« L’argent, ah! Maudite engeance, fléau des humains! Il ruine les cités, il chasse les hommes de leurs maisons; maître corrupteur, il pervertit les consciences, leur enseigne des ruses criminelles, les initie à toutes les impiétés. » Sophocle, Antigone
L’univers politique sénégalais est décidément un labyrinthe d’intrigues, de dissimulations et d’autres funestes entreprises. Les révélations sur le processus de confection des listes de la coalition de l’ancien premier ministre Abdoul Mbaye sont d’une gravité extrême dans une démocratie. S’il faut être riche pour avoir le droit de figurer dans une liste à la députation, c’en est fini du mérite, de la légitimité et de l’exemplarité. Il n’y a pas pire service qu’on peut rendre à la démocratie que d’instituer une forme sournoise du suffrage censitaire ! Peu importe donc la probité morale des candidats, car l’éligibilité est tributaire de la capacité financière : ni les principes démocratiques ni la vertu ne sont désormais requis. Combien de militants et de sympathisants méritants sont ainsi sacrifiés sur l’autel de l’argent ?
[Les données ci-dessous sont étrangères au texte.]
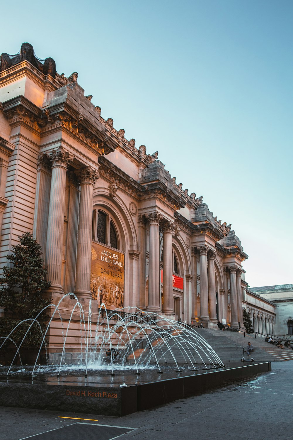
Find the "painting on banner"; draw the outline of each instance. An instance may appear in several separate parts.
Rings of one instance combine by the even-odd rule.
[[[123,307],[124,254],[105,245],[92,242],[90,291],[99,307]]]

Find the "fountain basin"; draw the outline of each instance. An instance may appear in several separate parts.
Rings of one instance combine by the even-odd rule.
[[[120,416],[203,394],[238,381],[270,371],[270,362],[243,365],[229,363],[228,368],[202,370],[197,365],[182,366],[181,373],[170,365],[158,374],[155,368],[142,370],[139,375],[131,370],[89,370],[87,377],[81,371],[67,370],[57,378],[52,373],[37,373],[0,376],[0,405],[67,412]],[[127,386],[121,388],[125,383]]]

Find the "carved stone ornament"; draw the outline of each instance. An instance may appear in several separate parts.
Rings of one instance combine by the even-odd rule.
[[[113,119],[112,117],[108,117],[108,119],[106,121],[106,127],[109,128],[112,128],[113,127]]]
[[[151,213],[150,214],[149,214],[147,216],[146,218],[150,224],[159,224],[163,219],[162,215],[157,212]]]
[[[199,250],[201,255],[207,255],[209,251],[209,248],[207,246],[200,246]]]
[[[123,139],[125,134],[125,130],[123,130],[123,128],[120,128],[120,130],[117,132],[117,136],[119,139]]]
[[[50,160],[44,153],[40,154],[38,158],[38,169],[41,169],[44,171],[51,171]]]
[[[80,170],[80,184],[90,183],[91,185],[94,185],[99,175],[95,170],[91,167],[86,167],[85,168],[83,168]]]
[[[134,202],[130,202],[129,204],[129,211],[131,215],[136,216],[137,213],[137,207]]]
[[[143,214],[142,215],[140,215],[138,216],[137,222],[138,223],[139,226],[143,226],[145,227],[147,223],[147,219],[145,218],[145,216],[144,214]]]
[[[141,145],[138,148],[138,154],[143,158],[146,153],[146,147],[145,145]]]
[[[97,106],[96,107],[94,107],[94,110],[98,113],[99,116],[101,116],[101,107],[99,107],[98,106]]]
[[[173,221],[166,221],[163,225],[163,232],[170,232],[172,234],[174,231],[175,225]]]
[[[128,141],[128,147],[133,151],[135,147],[135,139],[133,138]]]
[[[230,266],[229,268],[229,270],[230,271],[230,273],[232,273],[233,272],[234,273],[236,273],[237,269],[238,268],[237,266]]]
[[[109,195],[110,197],[115,197],[116,195],[116,193],[117,192],[117,190],[118,189],[118,187],[115,183],[109,183],[108,188],[110,190]]]
[[[51,154],[48,157],[52,162],[52,167],[64,166],[66,168],[74,158],[73,156],[70,154],[68,151],[65,151],[63,148],[60,148],[58,150],[52,150]]]
[[[180,234],[180,231],[181,231],[180,228],[177,224],[175,225],[175,231],[174,232],[174,235],[175,237],[179,237]]]

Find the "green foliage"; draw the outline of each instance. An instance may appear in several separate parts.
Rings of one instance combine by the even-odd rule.
[[[47,270],[41,257],[40,246],[29,232],[18,237],[19,244],[13,246],[13,253],[7,256],[8,264],[0,278],[0,307],[4,316],[0,318],[0,336],[7,336],[21,321],[35,318],[50,301],[44,297],[43,291],[51,285],[46,280]],[[48,315],[43,312],[38,318],[43,331]],[[11,335],[19,345],[31,321],[23,323]],[[42,334],[37,323],[34,324],[22,347],[40,346]],[[7,343],[6,346],[8,345]]]
[[[246,309],[243,309],[243,324],[247,333],[253,333],[253,327],[252,321],[250,319],[248,312]]]

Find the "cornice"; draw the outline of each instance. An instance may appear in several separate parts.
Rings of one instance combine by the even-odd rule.
[[[142,187],[144,192],[143,197],[145,194],[153,197],[160,196],[163,202],[167,201],[173,206],[173,209],[175,208],[176,210],[183,208],[185,205],[184,201],[179,194],[171,191],[166,185],[159,180],[144,184]]]
[[[6,140],[4,138],[0,136],[0,150],[3,151],[7,156],[10,156],[14,151],[15,145]]]
[[[104,175],[106,178],[109,176],[108,179],[110,181],[120,184],[122,187],[128,190],[130,193],[134,193],[138,196],[143,194],[142,186],[106,158],[99,158],[98,163],[101,176]]]

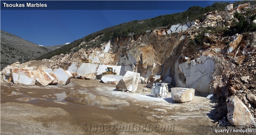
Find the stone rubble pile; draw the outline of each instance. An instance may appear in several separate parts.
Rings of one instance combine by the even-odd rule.
[[[52,71],[46,67],[41,67],[36,70],[37,67],[35,66],[28,67],[27,65],[24,65],[16,62],[7,66],[1,71],[1,79],[14,84],[47,86],[66,85],[73,77],[69,71],[61,68]]]
[[[116,89],[135,92],[139,85],[140,75],[139,73],[127,71],[116,86]]]
[[[115,38],[100,47],[82,48],[43,60],[38,67],[28,67],[36,62],[34,61],[22,64],[16,63],[4,69],[1,77],[6,82],[16,84],[64,85],[69,83],[71,77],[93,79],[105,72],[107,67],[111,67],[117,75],[123,75],[122,78],[104,76],[101,81],[117,84],[118,90],[134,92],[139,83],[152,86],[154,83],[164,81],[194,90],[188,93],[191,96],[188,99],[182,97],[186,95],[186,91],[180,93],[173,89],[173,100],[177,101],[193,101],[189,98],[193,97],[195,91],[214,93],[222,103],[216,113],[225,114],[218,115],[222,120],[218,125],[254,124],[256,33],[230,35],[215,30],[202,30],[209,28],[228,29],[233,21],[238,21],[234,16],[236,12],[245,14],[250,8],[255,9],[249,3],[235,8],[231,4],[227,6],[225,11],[206,13],[202,22],[196,20],[174,25],[168,29],[149,31],[145,34]],[[196,41],[199,36],[202,36],[201,43]],[[99,37],[91,42],[97,41]],[[82,42],[78,47],[86,43]],[[90,62],[83,63],[83,58]],[[240,105],[233,105],[236,104]],[[246,121],[249,122],[237,120],[241,118],[237,115],[247,116],[243,118],[249,118]]]

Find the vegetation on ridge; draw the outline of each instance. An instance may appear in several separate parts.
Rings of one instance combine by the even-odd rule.
[[[234,7],[239,4],[250,3],[251,4],[256,4],[256,1],[244,1],[235,2],[233,3]],[[45,55],[36,59],[41,60],[44,58],[50,59],[52,56],[61,54],[65,54],[70,52],[71,49],[76,48],[75,51],[83,48],[89,48],[100,46],[104,42],[110,39],[119,37],[125,37],[130,35],[132,33],[135,35],[145,33],[148,30],[153,30],[161,27],[169,28],[173,25],[183,23],[188,21],[192,21],[196,19],[202,22],[205,18],[204,14],[212,11],[218,10],[220,11],[225,10],[225,7],[230,3],[216,3],[211,6],[205,8],[199,6],[190,7],[187,11],[182,12],[170,15],[161,15],[154,18],[144,20],[135,20],[129,22],[123,23],[119,25],[109,27],[100,31],[90,34],[81,39],[76,40],[69,44],[62,47],[56,50],[50,52]],[[187,17],[188,20],[187,20]],[[244,24],[240,24],[246,26]],[[240,25],[238,24],[238,25]],[[94,42],[89,42],[99,36],[101,37],[98,41]],[[81,42],[84,41],[86,43],[78,47]]]

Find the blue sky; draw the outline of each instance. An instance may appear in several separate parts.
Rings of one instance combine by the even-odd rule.
[[[1,10],[0,26],[27,40],[49,46],[71,42],[122,23],[181,12],[193,6],[204,7],[216,1],[197,1],[188,5],[180,1],[186,9],[175,10]]]

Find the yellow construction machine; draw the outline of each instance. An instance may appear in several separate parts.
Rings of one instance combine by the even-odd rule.
[[[113,72],[113,68],[107,67],[106,69],[106,71],[102,73],[102,74],[103,75],[108,74],[116,75],[117,73],[115,72],[116,72],[116,70],[115,70]]]
[[[92,62],[92,61],[87,59],[82,58],[81,59],[82,60],[82,62],[84,63],[90,63]]]

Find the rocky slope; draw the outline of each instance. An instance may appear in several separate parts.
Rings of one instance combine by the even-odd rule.
[[[41,63],[36,66],[53,70],[60,67],[84,75],[99,74],[109,66],[120,75],[129,71],[145,78],[160,75],[164,80],[170,77],[176,87],[214,93],[220,105],[216,111],[221,120],[218,125],[226,126],[228,122],[233,125],[255,124],[256,33],[230,32],[234,22],[239,21],[234,14],[245,15],[248,11],[255,14],[255,8],[249,4],[234,9],[233,5],[229,5],[226,11],[206,13],[202,22],[195,20],[194,25],[188,26],[188,23],[178,25],[182,28],[180,31],[169,34],[173,27],[159,29],[112,39],[100,47],[79,49],[99,41],[99,36],[89,42],[81,42],[68,54],[27,64]],[[92,61],[83,63],[82,58]],[[247,109],[237,109],[235,103]],[[241,116],[248,116],[242,118]],[[250,118],[247,121],[250,123],[239,121],[246,118]]]
[[[27,62],[67,45],[44,47],[2,30],[1,34],[1,70],[15,62]]]
[[[23,63],[48,52],[45,48],[1,30],[1,70],[17,61]]]
[[[48,49],[49,52],[55,50],[58,48],[60,48],[63,46],[68,44],[69,43],[67,43],[62,45],[55,45],[52,46],[47,46],[44,47]]]

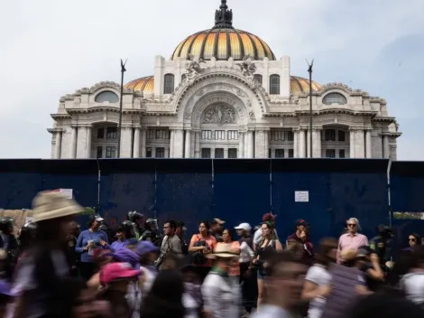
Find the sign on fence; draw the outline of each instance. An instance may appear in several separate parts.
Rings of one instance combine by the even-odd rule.
[[[309,191],[295,191],[294,192],[294,201],[295,202],[309,202]]]

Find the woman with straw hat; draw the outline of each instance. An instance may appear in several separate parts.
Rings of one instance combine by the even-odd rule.
[[[85,283],[69,277],[66,238],[82,208],[59,192],[42,192],[32,201],[37,232],[18,266],[14,292],[14,318],[70,317]]]
[[[202,285],[204,308],[210,318],[240,316],[241,295],[239,288],[232,284],[229,272],[231,264],[238,255],[226,244],[217,246],[215,251],[207,255],[213,259],[214,267]]]

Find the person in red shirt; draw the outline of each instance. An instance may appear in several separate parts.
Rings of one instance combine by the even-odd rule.
[[[314,247],[308,235],[309,228],[309,225],[306,220],[298,220],[296,221],[296,232],[287,238],[286,245],[289,245],[289,241],[290,240],[296,240],[301,244],[303,246],[303,256],[300,261],[303,264],[311,265],[315,257],[315,253]]]

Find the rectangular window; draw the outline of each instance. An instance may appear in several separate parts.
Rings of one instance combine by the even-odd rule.
[[[105,138],[105,127],[97,128],[97,139]]]
[[[96,158],[103,158],[103,147],[102,146],[97,146]]]
[[[216,159],[224,158],[224,148],[216,148],[215,149],[215,158]]]
[[[336,150],[335,149],[327,149],[326,150],[326,158],[336,158]]]
[[[212,130],[202,130],[202,139],[203,140],[212,139]]]
[[[156,130],[156,139],[170,139],[170,131],[169,130]]]
[[[146,134],[147,139],[154,139],[155,137],[155,131],[153,129],[148,129]]]
[[[216,130],[215,131],[215,139],[216,140],[224,140],[224,139],[226,139],[226,132],[224,130]]]
[[[118,129],[116,127],[107,127],[106,139],[116,139],[117,130]]]
[[[284,130],[272,130],[271,134],[272,140],[284,140]]]
[[[336,141],[336,130],[335,129],[326,129],[325,133],[325,141]]]
[[[275,158],[284,158],[284,149],[275,149]]]
[[[202,158],[210,158],[210,148],[202,148]]]
[[[229,148],[228,149],[228,158],[236,159],[237,158],[237,148]]]
[[[338,141],[346,141],[346,133],[343,130],[338,131]]]
[[[238,140],[238,130],[228,130],[228,140]]]
[[[116,147],[114,147],[114,146],[106,147],[106,158],[116,158]]]
[[[156,148],[156,158],[164,158],[165,157],[165,148],[163,147],[159,147]]]

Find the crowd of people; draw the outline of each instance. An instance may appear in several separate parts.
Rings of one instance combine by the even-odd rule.
[[[131,211],[108,229],[95,214],[80,231],[82,208],[62,193],[32,204],[33,222],[17,235],[0,220],[1,317],[424,317],[418,234],[393,251],[389,227],[368,239],[352,218],[314,247],[306,220],[281,239],[266,213],[253,229],[201,220],[186,241],[180,220],[160,230]]]

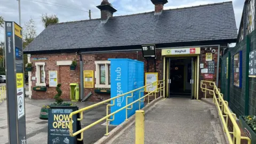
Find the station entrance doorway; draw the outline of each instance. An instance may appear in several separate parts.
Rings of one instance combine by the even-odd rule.
[[[162,55],[165,55],[164,57],[166,80],[165,97],[197,99],[198,92],[200,49],[199,48],[183,49],[162,51]],[[190,54],[191,49],[197,50],[197,53],[195,52]],[[178,52],[180,52],[182,51],[181,50],[187,53],[179,54],[174,53],[175,51]]]

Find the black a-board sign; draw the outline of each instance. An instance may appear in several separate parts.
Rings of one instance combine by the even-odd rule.
[[[48,144],[83,143],[77,141],[81,135],[71,137],[69,135],[69,114],[78,110],[77,107],[51,106],[48,115]],[[79,114],[73,116],[73,131],[81,129]]]
[[[156,45],[142,45],[142,54],[143,58],[156,58]]]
En plus de consacrer la rupture flagrante du principe d’égalité des citoyens dans un régime démocratique, ce mode d’investiture est une violation des principes élémentaires d’une république. Une république est par essence, un État dans lequel, les institutions n’appartenant à personne, sont communes à tous. Or si la recette d’Abdoul Mbaye prospère cela voudrait dire que les moins nantis seront désormais exclus de la république. Un parti politique, une organisation syndicale ou citoyenne doivent avoir des ressources financières au service de leurs ambitions politiques et de leur vision.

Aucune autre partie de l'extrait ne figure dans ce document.